Os pesquisadores avaliam ainda que a Baía de Sepetiba foi, nas últimas décadas, destino final de líquidos e sólidos ricos em cádmio, zinco e cromo. Assim, a preocupação é que dragagem faça com que esses metais, depositados no fundo da baía, se dispersem pela água. Em contato com eles, a imunidade dos botos-cinzas pode ficar comprometida, facilitando a ação do morbilivírus e aprofundando os efeitos do surto.

O parecer da UFRRJ sinaliza ainda que o ruído produzido no processo também traz impactos. "Tem o potencial de induzir estresse que, por sua vez, pode reduzir a eficiência de forrageamento de mamíferos marinhos ou aumentar sua suscetibilidade a patógenos e aos efeitos das toxinas”.

O Inea e a CPBS ainda não responderam se acatarão à solicitação. A recomendação do MPF, assinada pelos procuradores Sergio Gardenghi Suiama e Igor Miranda da Silva, foi expedida na segunda-feira (15) e pede um posicionamento em 72 horas. Com isso, o prazo se esgota amanhã (18). Em nota, o Inea informou que tomará sua decisão após receber o retorno de uma consulta formal ao Laboratório de Mamíferos Aquáticos e Bioindicadores da Universidade do Estado do Rio de Janeiro (Maqua/Uerj), com quem o órgão mantém um convênio técnico.

Morbilivírus

O boto-cinza é um dos menores golfinhos da família dos Delphinidae e vive entre 30 e 35 anos. Listado pelo Ministério do Meio Ambiente (MMA) como espécie ameaçada, habita áreas abrigadas, como enseadas e baías, especialmente próximas a manguezais. Como não têm o hábito de migrar, ele é extremamente dependente do equilíbrio ambiental de onde vive. No Brasil, os botos-cinza podem ser encontrados em diversas localidades desde o Pará até Santa Catarina, mas a maior população do mundo fica justamente na Baía de Sepetiba. Antes do surto, a estimativa era de que viviam ali 800 golfinhos.

Na avaliação do Instituto Boto Cinza, criado em 2009 com o objetivo de contribuir para a preservação da espécie, os principais motivos para mortes em Sepetiba são o avanço do desenvolvimento portuário e industrial no entorno da baía e a pesca predatória que acaba com os peixes dos quais os botos se alimentam.

O diagnóstico da recente mortandade coube a pesquisadores do Maqua/Uerj e do Laboratório de Patologia Comparada de Animais Selvagens da Universidade de São Paulo (USP). Após analisar carcaças, eles anunciaram na semana passada que foi identificada a presença de um vírus do gênero morbilivírus que pode atingir diferentes cetáceos, como botos, golfinhos e baleias.

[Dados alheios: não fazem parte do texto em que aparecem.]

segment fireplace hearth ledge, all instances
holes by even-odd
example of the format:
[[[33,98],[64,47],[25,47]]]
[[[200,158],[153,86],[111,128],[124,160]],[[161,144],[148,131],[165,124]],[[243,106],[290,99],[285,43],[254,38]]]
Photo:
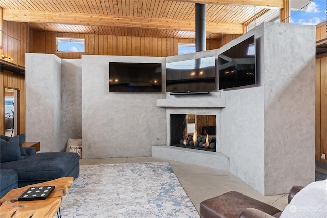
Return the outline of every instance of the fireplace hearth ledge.
[[[229,172],[229,158],[220,152],[152,146],[152,157]]]

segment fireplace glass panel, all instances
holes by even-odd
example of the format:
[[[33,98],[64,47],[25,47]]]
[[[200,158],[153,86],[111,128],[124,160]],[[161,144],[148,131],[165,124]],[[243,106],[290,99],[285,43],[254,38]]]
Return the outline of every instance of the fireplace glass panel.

Uma das hipóteses consideradas é de que o surto tenha começado a partir do contato com outra espécie. O veterinário e pesquisador da Maqua/Uerj, Elitieri Neto, explicou que as primeiras transmissões devem ter começado na Baía de Ilha Grande, se alastrando depois para a Baía de Sepetiba. Segundo ele, a Baía de Ilha Grande é um local de encontro de muitos animais oceânicos de hábitos costeiros.